The Risk of Death from This Procedure is Minimal

Eliot Li

Procedure: Cholecystostomy Placement

History: 45-year-old Asian Male post stroke, gallbladder inflammation.

Consent: Patient unresponsive, unable to give informed consent. Explained procedure to patient’s next of kin, Flora Chung, wife. Discussed risks, including bleeding, infection, and death. Upon hearing the word “death,” next of kin grabbed my hand and began to cry. She informed me her husband was at the dining table working through geometry proofs with their son when he suddenly slumped over. They’d celebrated their twentieth anniversary this past weekend in a B&B in Sausalito. She claimed all this doctor talk of death and disability made no sense. He’d been normal on Saturday, on the balcony pouring champagne, while she sat on his lap, wearing nothing but a blanket, while they watched the fog roll into the Bay. Attempted to redirect her, but she fell onto her knees and said she couldn’t carry on if he died, she didn’t even know where he kept the deeds to the house, didn’t understand geometry, and oh fuck how could she raise Benjamin by herself? Explained the risk of death from this procedure was minimal. Did not explain this was only my second time performing a cholecystostomy, the first being ten years ago while in medical school. Or that there were four more procedures after this one and the tech was giving me looks because we were already behind. Or that even if this procedure went well, Mr. Chung was already permanently disabled, would never again help Benjamin with homework, and would need high level assisted care because his stroke was catastrophic. I picked her up off the floor, and pointed to where she needed to sign. Informed consent obtained.

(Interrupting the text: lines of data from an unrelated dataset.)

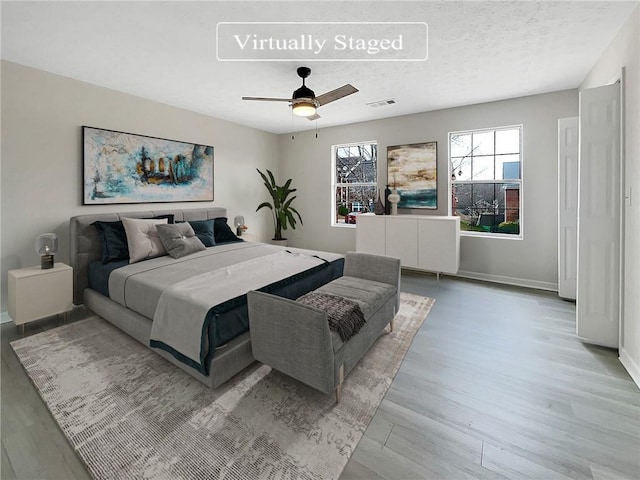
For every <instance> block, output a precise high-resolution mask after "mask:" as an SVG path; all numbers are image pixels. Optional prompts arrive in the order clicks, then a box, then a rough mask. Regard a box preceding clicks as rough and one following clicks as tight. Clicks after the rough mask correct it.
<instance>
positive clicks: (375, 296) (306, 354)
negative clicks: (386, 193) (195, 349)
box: [248, 252, 400, 402]
mask: <svg viewBox="0 0 640 480" xmlns="http://www.w3.org/2000/svg"><path fill="white" fill-rule="evenodd" d="M316 292H320V293H326V294H330V295H335V296H338V297H341V298H345V299H347V300H351V301H353V302H356V303H357V304H358V305H359V306H360V309H361V311H362V313H363V314H364V318H365V321H366V322H365V324H364V325H363V326H362V327H361V328H360V330H359V331H358V332H357V333H356V334H355V335H353V336H352V337H351V338H349V339H348V340H347V341H343V340H342V339H341V338H340V335H338V333H337V332H335V331H333V330H330V329H329V322H328V318H327V312H325V311H324V310H322V309H319V308H315V307H312V306H309V305H305V304H302V303H300V302H297V301H292V300H288V299H286V298H282V297H277V296H274V295H270V294H266V293H261V292H255V291H251V292H249V294H248V307H249V332H250V334H251V348H252V350H253V356H254V358H255V359H256V360H258V361H259V362H262V363H265V364H267V365H269V366H271V367H272V368H274V369H276V370H278V371H280V372H282V373H285V374H287V375H289V376H291V377H293V378H295V379H297V380H299V381H301V382H303V383H305V384H307V385H309V386H311V387H314V388H316V389H318V390H320V391H322V392H324V393H331V392H332V391H335V394H336V401H338V402H339V401H340V394H341V387H342V383H343V381H344V378H345V376H346V375H347V374H348V373H349V372H350V371H351V370H352V369H353V367H355V365H356V364H357V363H358V361H359V360H360V359H361V358H362V356H363V355H364V354H365V353H366V352H367V350H368V349H369V347H370V346H371V345H372V344H373V343H374V342H375V340H376V339H377V338H378V337H379V336H380V334H381V333H382V332H383V331H384V329H385V327H386V326H387V325H389V327H390V330H391V331H392V330H393V318H394V317H395V314H396V312H397V311H398V308H399V306H400V260H398V259H397V258H391V257H383V256H378V255H368V254H363V253H354V252H349V253H347V254H346V258H345V264H344V276H342V277H340V278H337V279H336V280H333V281H332V282H330V283H328V284H326V285H324V286H322V287H320V288H319V289H317V290H316Z"/></svg>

Technique: Patient sterilely prepped and draped. Endotracheal tube taped to patient’s face. His unwashed hair musty and clumped together. His putrid smell. The same as what my father smelled like when he was in cardiac intensive care after his heart attack twenty-five years ago. My father’s arm jerking with each breath of the ventilator. I was sixteen years old on November 13, 1996. The doctors scrambling, administering CPR. 11:07 p.m., the time of death. The machines turned off, the tubes pulled out. The purple tinged skin. My mother on her knees. I didn’t feel anything. I didn’t offer to help lift her up.

Her years of depression. Her phone calls, waking me up at night during finals week. The toilet is leaking again, what do I do? Stopcalling! I don’t know how to fix toilets.

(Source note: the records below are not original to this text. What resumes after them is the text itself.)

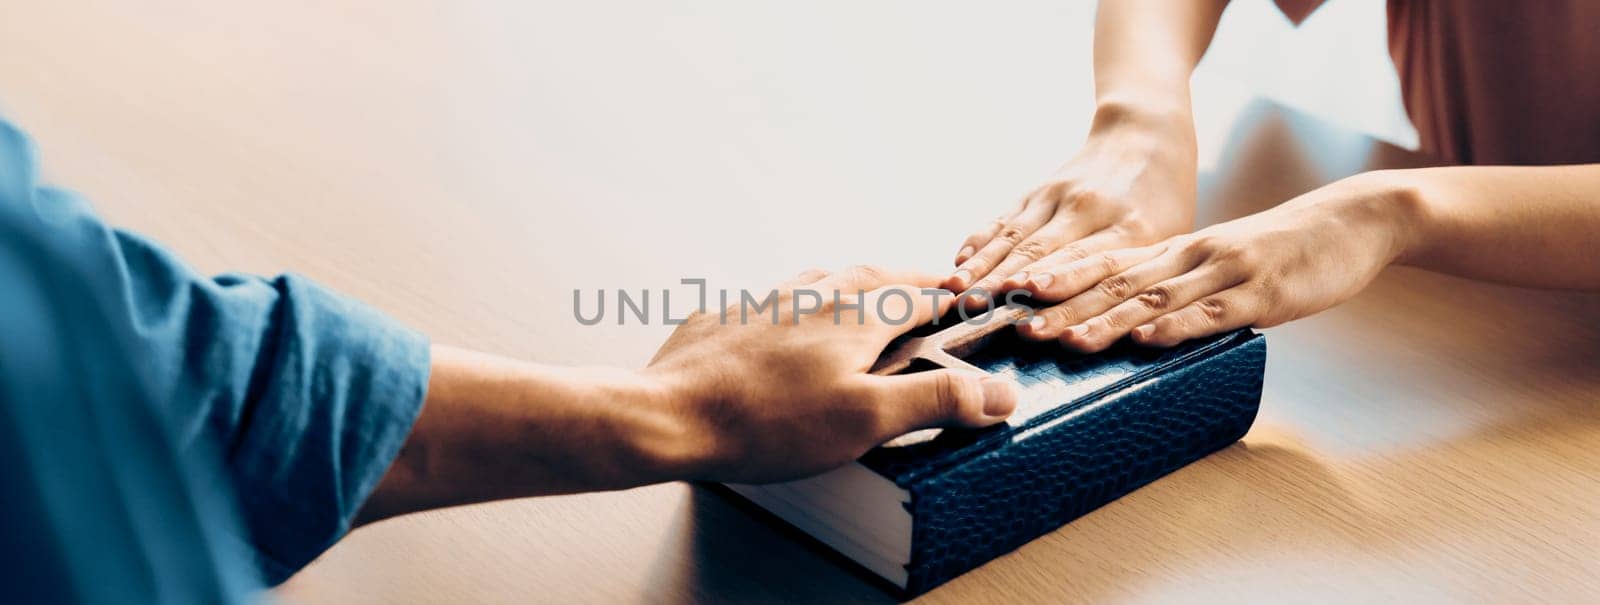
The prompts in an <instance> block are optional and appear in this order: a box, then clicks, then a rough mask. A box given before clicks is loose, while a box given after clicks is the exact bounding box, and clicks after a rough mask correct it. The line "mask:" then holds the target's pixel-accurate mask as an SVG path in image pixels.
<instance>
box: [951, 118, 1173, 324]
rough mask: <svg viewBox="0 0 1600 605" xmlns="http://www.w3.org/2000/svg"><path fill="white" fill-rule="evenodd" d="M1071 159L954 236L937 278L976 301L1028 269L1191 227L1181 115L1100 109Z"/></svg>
mask: <svg viewBox="0 0 1600 605" xmlns="http://www.w3.org/2000/svg"><path fill="white" fill-rule="evenodd" d="M1094 122H1096V128H1094V133H1093V134H1090V139H1088V141H1086V142H1085V146H1083V150H1082V152H1078V155H1077V157H1075V158H1072V162H1067V163H1066V165H1064V166H1062V168H1061V170H1059V171H1056V174H1054V176H1053V178H1051V179H1050V181H1048V182H1045V184H1043V186H1040V187H1038V189H1034V190H1032V192H1029V194H1027V195H1024V197H1022V200H1021V202H1019V203H1018V205H1016V206H1014V208H1013V210H1011V211H1010V213H1006V214H1002V216H1000V218H997V219H995V221H994V222H990V224H989V226H986V227H984V229H979V230H978V232H974V234H971V235H968V237H966V240H965V242H962V248H960V251H958V253H957V254H955V264H957V270H955V272H954V274H952V275H950V277H949V278H947V280H946V282H944V286H946V288H949V290H954V291H971V294H968V296H965V298H966V299H973V301H974V302H978V306H981V304H982V302H984V301H982V299H981V298H979V294H987V296H994V294H997V293H998V290H1000V285H1002V282H1003V280H1005V278H1006V277H1010V275H1013V274H1016V272H1018V270H1022V269H1024V267H1027V266H1034V264H1043V266H1058V264H1067V262H1072V261H1078V259H1085V258H1090V256H1093V254H1096V253H1102V251H1107V250H1117V248H1130V246H1141V245H1147V243H1154V242H1158V240H1162V238H1165V237H1170V235H1176V234H1181V232H1186V230H1189V229H1190V226H1192V222H1194V205H1195V150H1194V126H1192V123H1190V118H1189V117H1187V115H1186V114H1184V115H1152V114H1141V112H1101V114H1098V115H1096V118H1094Z"/></svg>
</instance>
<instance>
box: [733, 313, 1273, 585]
mask: <svg viewBox="0 0 1600 605" xmlns="http://www.w3.org/2000/svg"><path fill="white" fill-rule="evenodd" d="M952 333H954V336H952ZM941 335H944V338H941ZM974 335H976V338H974ZM906 341H909V343H898V344H896V346H891V349H890V352H888V354H885V357H883V360H880V362H878V368H875V370H874V371H878V373H898V371H917V370H920V368H928V367H966V368H976V370H982V371H989V373H997V375H1006V376H1011V378H1014V379H1016V381H1018V383H1019V384H1022V400H1021V405H1019V407H1018V411H1016V413H1014V415H1013V418H1011V419H1010V421H1008V423H1005V424H1000V426H994V427H987V429H981V431H955V429H946V431H923V432H917V434H910V435H906V437H901V439H896V440H893V442H890V443H885V445H883V447H878V448H875V450H872V451H869V453H867V455H866V456H862V458H861V459H859V461H858V463H853V464H848V466H845V467H840V469H837V471H830V472H826V474H822V475H818V477H811V479H803V480H797V482H786V483H768V485H728V488H730V490H731V491H733V493H736V495H739V496H742V498H746V499H749V501H750V503H754V504H755V506H758V507H762V509H766V511H768V512H771V514H773V515H774V517H778V519H781V520H782V522H787V523H789V525H792V527H795V528H798V530H800V531H803V533H806V535H810V536H811V538H814V539H816V541H819V543H821V544H824V546H827V547H830V549H834V551H837V552H838V554H842V555H843V557H846V559H850V560H853V562H856V563H858V565H861V567H862V568H866V570H867V571H870V573H874V575H877V576H880V578H883V579H885V581H888V584H891V586H893V587H894V589H896V592H899V594H901V595H902V597H912V595H917V594H922V592H926V591H928V589H933V587H934V586H939V584H942V583H946V581H949V579H952V578H955V576H958V575H962V573H965V571H968V570H971V568H976V567H979V565H982V563H986V562H989V560H990V559H995V557H998V555H1003V554H1006V552H1010V551H1014V549H1016V547H1019V546H1022V544H1026V543H1029V541H1030V539H1034V538H1038V536H1042V535H1045V533H1050V531H1054V530H1058V528H1061V527H1062V525H1066V523H1067V522H1070V520H1074V519H1077V517H1080V515H1083V514H1086V512H1090V511H1093V509H1096V507H1099V506H1102V504H1106V503H1110V501H1112V499H1117V498H1120V496H1123V495H1126V493H1130V491H1133V490H1136V488H1139V487H1141V485H1146V483H1149V482H1154V480H1157V479H1160V477H1162V475H1166V474H1170V472H1173V471H1178V469H1179V467H1182V466H1186V464H1189V463H1194V461H1197V459H1200V458H1203V456H1206V455H1210V453H1213V451H1216V450H1221V448H1224V447H1227V445H1230V443H1234V442H1237V440H1238V439H1240V437H1243V435H1245V432H1246V431H1250V426H1251V423H1253V421H1254V418H1256V410H1258V408H1259V402H1261V379H1262V370H1264V365H1266V339H1264V338H1262V336H1261V335H1256V333H1253V331H1250V330H1240V331H1232V333H1227V335H1219V336H1211V338H1205V339H1198V341H1190V343H1186V344H1181V346H1178V347H1171V349H1147V347H1139V346H1134V344H1131V343H1126V341H1125V343H1120V344H1117V346H1115V347H1112V349H1109V351H1106V352H1101V354H1096V355H1082V354H1072V352H1067V351H1064V349H1061V346H1058V344H1054V343H1029V341H1022V339H1019V338H1018V336H1016V335H1014V331H1013V330H994V328H992V327H989V328H976V330H974V328H971V327H966V325H963V327H958V328H947V330H944V331H939V333H933V335H928V333H923V335H912V336H910V338H907V339H906Z"/></svg>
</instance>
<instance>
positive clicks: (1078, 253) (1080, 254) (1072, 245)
mask: <svg viewBox="0 0 1600 605" xmlns="http://www.w3.org/2000/svg"><path fill="white" fill-rule="evenodd" d="M1056 254H1061V259H1062V261H1066V262H1077V261H1082V259H1086V258H1090V251H1088V250H1083V246H1080V245H1077V243H1072V245H1067V246H1062V248H1061V250H1058V251H1056Z"/></svg>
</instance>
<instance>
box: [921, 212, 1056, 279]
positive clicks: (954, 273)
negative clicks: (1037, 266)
mask: <svg viewBox="0 0 1600 605" xmlns="http://www.w3.org/2000/svg"><path fill="white" fill-rule="evenodd" d="M1053 211H1054V205H1053V203H1046V202H1032V203H1029V205H1027V208H1022V211H1021V213H1018V214H1016V216H1013V218H1011V219H1010V221H1006V224H1005V226H1003V227H1000V230H998V232H995V237H994V238H990V240H989V243H986V245H984V246H982V248H978V253H976V254H973V258H970V259H966V262H962V266H960V267H958V269H957V270H955V272H954V274H950V278H947V280H946V282H944V286H946V288H947V290H952V291H966V288H971V286H973V283H976V282H978V280H981V278H984V275H989V270H990V269H994V267H995V266H997V264H1000V261H1002V259H1003V258H1005V256H1006V254H1008V253H1011V248H1013V246H1016V245H1018V243H1021V242H1022V238H1026V237H1029V235H1032V234H1034V232H1035V230H1038V227H1042V226H1043V224H1045V221H1050V214H1051V213H1053Z"/></svg>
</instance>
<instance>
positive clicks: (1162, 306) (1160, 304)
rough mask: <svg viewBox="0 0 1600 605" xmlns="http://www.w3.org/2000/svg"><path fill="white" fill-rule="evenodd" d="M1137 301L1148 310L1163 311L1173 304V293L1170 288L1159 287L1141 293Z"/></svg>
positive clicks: (1160, 286) (1152, 310)
mask: <svg viewBox="0 0 1600 605" xmlns="http://www.w3.org/2000/svg"><path fill="white" fill-rule="evenodd" d="M1136 299H1138V301H1139V304H1144V307H1146V309H1150V311H1163V309H1166V306H1170V304H1171V302H1173V291H1171V288H1168V286H1163V285H1157V286H1150V288H1147V290H1146V291H1141V293H1139V296H1138V298H1136Z"/></svg>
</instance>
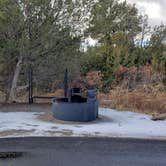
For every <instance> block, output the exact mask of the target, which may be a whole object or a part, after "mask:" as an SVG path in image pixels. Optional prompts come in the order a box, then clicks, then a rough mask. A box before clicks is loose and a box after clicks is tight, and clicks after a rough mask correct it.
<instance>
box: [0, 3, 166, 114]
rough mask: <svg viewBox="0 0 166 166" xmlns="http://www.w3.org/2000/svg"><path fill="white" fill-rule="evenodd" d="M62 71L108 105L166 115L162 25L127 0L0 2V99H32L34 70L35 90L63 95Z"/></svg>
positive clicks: (165, 39)
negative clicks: (30, 78)
mask: <svg viewBox="0 0 166 166" xmlns="http://www.w3.org/2000/svg"><path fill="white" fill-rule="evenodd" d="M88 36H90V37H92V38H93V39H94V40H96V41H97V44H96V45H95V46H93V47H90V46H89V45H88V46H87V49H85V45H86V43H85V42H84V41H85V39H86V38H87V37H88ZM149 36H150V37H149ZM82 48H83V49H82ZM65 68H68V70H69V84H70V86H78V87H81V88H82V89H83V90H86V89H87V88H92V87H96V88H97V89H98V91H99V94H98V97H99V99H100V103H101V105H103V106H108V107H111V108H116V109H121V110H133V111H140V112H145V113H149V114H156V113H164V112H166V104H165V103H166V102H165V101H166V88H165V86H166V26H165V25H158V26H155V27H150V26H149V25H148V16H147V15H140V14H139V12H138V10H137V8H136V7H135V6H134V5H131V4H128V3H127V2H126V1H124V2H120V1H118V0H99V1H94V0H87V1H72V0H65V1H61V0H60V1H59V0H55V1H54V2H53V1H52V0H43V1H41V0H29V1H23V0H15V1H11V0H0V102H9V103H11V102H24V101H27V96H28V92H27V87H28V79H27V78H28V72H29V71H30V69H32V70H33V83H34V94H37V95H39V94H47V95H56V96H59V95H62V92H61V91H60V90H59V89H62V87H63V83H62V81H63V77H64V74H63V73H64V70H65ZM55 92H56V93H55ZM41 102H42V101H41Z"/></svg>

The tech tapped my shoulder, gave me the scalpel. I couldn’t remember. Which needle do I use? Which catheter? I placed the drain into the patient’s gallbladder.

Patient tolerated the procedure without any apparent complication.

Disposition: Mr. Chung transferred back to the ICU in critical condition.

Addendum: In my office, slumped over, holding my phone, after searching through the contact list. They’re paging me to Room 6 to start the next case. I want to call my mother, but I can’t remember her number.